Simultaneous determination of alpha-tocopherol and alpha-tocopherolquinone by high-performance liquid chromatography and coulometric detection in the redox mode.

A simple, selective and highly sensitive assay method for the simultaneous determination of alpha-tocopherol and alpha-tocopherolquinone in plasma or erythrocyte membrane by high-performance liquid chromatography (HPLC) with a series of multiple coulometric working electrodes (CWE) was investigated. For good separation of alpha-tocopherol and alpha-tocopherolquinone, an MC MEDICAL C18 reversed-phase column and a mobile phase consisting of 96% methanol [methanol-HPLC-grade distilled water (96:4, v/v)] with 40 mM sodium perchlorate were used.
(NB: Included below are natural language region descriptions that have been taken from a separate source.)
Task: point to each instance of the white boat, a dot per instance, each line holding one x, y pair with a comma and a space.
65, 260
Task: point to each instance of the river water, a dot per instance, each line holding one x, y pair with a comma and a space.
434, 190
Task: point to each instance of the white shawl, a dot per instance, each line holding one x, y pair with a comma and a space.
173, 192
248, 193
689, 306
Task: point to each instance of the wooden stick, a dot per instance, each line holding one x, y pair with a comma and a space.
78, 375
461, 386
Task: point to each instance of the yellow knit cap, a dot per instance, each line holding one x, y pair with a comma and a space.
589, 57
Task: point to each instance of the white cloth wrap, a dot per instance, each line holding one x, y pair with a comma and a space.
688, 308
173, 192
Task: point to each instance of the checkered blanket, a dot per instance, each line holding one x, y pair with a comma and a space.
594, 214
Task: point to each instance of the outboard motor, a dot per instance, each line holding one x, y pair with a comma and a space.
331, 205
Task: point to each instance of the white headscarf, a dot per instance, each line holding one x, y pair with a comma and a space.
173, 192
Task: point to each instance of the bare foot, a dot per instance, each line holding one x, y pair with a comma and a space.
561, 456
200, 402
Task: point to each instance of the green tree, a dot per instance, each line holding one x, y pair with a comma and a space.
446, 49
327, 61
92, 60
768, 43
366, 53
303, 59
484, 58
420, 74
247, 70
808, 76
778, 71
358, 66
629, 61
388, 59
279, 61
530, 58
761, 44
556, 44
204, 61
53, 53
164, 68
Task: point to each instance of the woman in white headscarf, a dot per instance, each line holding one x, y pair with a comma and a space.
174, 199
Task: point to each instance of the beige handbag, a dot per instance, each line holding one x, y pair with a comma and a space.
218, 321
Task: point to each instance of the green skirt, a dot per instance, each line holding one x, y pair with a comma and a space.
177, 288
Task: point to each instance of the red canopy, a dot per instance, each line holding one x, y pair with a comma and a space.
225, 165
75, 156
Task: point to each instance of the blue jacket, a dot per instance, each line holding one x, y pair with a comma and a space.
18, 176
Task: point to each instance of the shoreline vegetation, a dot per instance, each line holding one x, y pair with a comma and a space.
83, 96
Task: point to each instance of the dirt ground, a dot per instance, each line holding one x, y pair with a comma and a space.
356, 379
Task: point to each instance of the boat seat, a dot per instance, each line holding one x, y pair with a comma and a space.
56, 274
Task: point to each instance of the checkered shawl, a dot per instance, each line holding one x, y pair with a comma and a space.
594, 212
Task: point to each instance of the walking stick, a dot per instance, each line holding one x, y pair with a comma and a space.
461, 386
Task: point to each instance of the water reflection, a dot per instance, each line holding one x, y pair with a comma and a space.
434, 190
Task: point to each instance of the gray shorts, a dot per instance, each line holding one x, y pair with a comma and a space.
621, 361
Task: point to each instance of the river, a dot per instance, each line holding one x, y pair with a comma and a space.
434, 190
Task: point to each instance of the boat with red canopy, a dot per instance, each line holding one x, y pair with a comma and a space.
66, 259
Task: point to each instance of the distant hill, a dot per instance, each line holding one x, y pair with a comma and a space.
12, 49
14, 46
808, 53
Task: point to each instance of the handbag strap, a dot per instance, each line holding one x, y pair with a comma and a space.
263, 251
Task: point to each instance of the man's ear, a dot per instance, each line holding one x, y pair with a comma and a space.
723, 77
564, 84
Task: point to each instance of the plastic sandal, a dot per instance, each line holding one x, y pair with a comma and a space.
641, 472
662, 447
Also, selective, highly sensitive and simultaneous detection of these substances was performed in redox mode using a series of four CWE. In this detection mode, the first, second and third CWE were set at -0.45 V for pre-reaction and to prevent interference, the fourth CWE was used as an electrode for actual measurement with its potential set at +0.40 V against a palladium reference electrode. The detection limits were 50-100 pg. Excellent chromatograms of alpha-tocopherol and alpha-tocopherolquinone were obtained within 8 min. The usefulness of reversed-phase HPLC with the redox detection mode was confirmed by application to the determination of the concentrations of alpha-tocopherol and alpha-tocopherolquinone in a crude ethanol-hexane extract of rat plasma or erythrocyte membrane. These findings suggest that reversed-phase HPLC with the redox detection mode using a series of four CWE is applicable to study the preventive effect of alpha-tocopherol on lipid peroxidation.